Neon → Kwiz Quants Site Integration
Status: Design proposal Owner: Kwiz Quants Last updated: 2026-05-07
1. Goal
Surface live, auto-updating data from the Kwiz Quants Neon Postgres pipeline on quants.kwizresearch.com:
- Headline counters on the Strategy Library section of
index.qmd(combinations scanned, instruments covered, % surviving, etc.) reflect the current state of the pipeline rather than hand-edited numbers. - Strategy cards (“Lead-Lag Pairs”, “Cointegration Pairs”, etc.) carry a live status badge — how many strategies in that family are queued / running / completed / promoted — instead of the static In Pipeline label.
- Per-strategy “glimpse” cards / page sections for completed strategies show a high-level subset of the deep-dive: equity curve thumbnail, headline risk/return metrics, symbol + timeframe. Visitors can browse progress without ever seeing proprietary signal logic.
This is not a real-time trading dashboard and not a logged-in customer portal.
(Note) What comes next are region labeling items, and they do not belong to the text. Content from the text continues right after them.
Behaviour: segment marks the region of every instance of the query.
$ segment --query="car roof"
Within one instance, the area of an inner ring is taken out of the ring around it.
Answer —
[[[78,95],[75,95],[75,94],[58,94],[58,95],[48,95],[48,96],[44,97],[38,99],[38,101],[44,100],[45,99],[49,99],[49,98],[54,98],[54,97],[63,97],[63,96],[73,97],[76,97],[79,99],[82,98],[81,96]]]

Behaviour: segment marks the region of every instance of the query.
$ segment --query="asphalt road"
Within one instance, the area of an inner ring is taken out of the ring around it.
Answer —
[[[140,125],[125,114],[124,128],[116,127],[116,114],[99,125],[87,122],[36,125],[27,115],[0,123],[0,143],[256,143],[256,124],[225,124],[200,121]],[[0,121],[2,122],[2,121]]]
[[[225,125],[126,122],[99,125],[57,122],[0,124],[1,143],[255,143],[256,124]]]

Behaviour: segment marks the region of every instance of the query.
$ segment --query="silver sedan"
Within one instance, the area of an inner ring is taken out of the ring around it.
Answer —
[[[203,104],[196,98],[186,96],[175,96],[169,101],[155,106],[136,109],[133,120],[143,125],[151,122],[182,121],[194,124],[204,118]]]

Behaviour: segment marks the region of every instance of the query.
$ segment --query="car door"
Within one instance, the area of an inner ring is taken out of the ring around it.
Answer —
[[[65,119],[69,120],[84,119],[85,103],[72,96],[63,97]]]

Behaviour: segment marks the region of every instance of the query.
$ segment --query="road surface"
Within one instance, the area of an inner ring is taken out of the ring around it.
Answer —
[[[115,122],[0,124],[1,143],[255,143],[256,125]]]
It’s a public marketing surface that is honest about progress.
2. Constraints
| Constraint | Implication |
|---|---|
| Site is static Quarto, deployed to Firebase Hosting | No server-side rendering at request time. |
| Neon DB credentials must never ship to the client | No browser-side pg client; no JWT-with-DB-access pattern. |
| Numbers should be fresh (hours, not days) | A pure render-time snapshot is too stale unless we redeploy frequently. |
| Strategy signal logic, parameters, fold splits must stay private | Public payloads are pre-filtered server-side; no raw row dump. |
Existing Firebase project (fit-asset-476910-t5) already has Functions |
We can reuse content-dashboard/functions/ runtime for a Neon proxy. |
Quants R repo already has a clean Postgres adapter (R/utils/cloud_store.R) |
We can run an R-side exporter as the source of truth, not re-implement queries in Node. |
3. Source of Truth
From Kwiz Quants/R/utils/cloud_store.R and dashboard/app/logic/pipeline_queue.R:
pipeline_queue(Postgres in cloud mode):key,sym_tf_group,source(ma_cross/ll/corr/kalman/ …),timeframe,sharpe_priority,required_symbols,first_sym,second_sym,status(pending/claimed/done/failed/skipped),claimed_by,claimed_at,completed_at.strategy_index(Postgres, lightweight):key+ per-strategy metric columns updated by runners —total_return_pct,annualized_return_pct,max_drawdown_pct,sharpe_ratio,sortino_ratio,calmar_ratio,profit_factor,win_rate_pct,n_trades,avg_trade,expectancy,total_costs,last_updated.all_strategies_deduped.parquet(DuckDB-queryable, on disk in the Quants repo): the richer per-strategy metric store; not in Neon today.- Connection:
NEON_DATABASE_URL(withsslmode=require), viaRPostgres. Helperqueue_progress()already returns the exact totals we want for the headline counters.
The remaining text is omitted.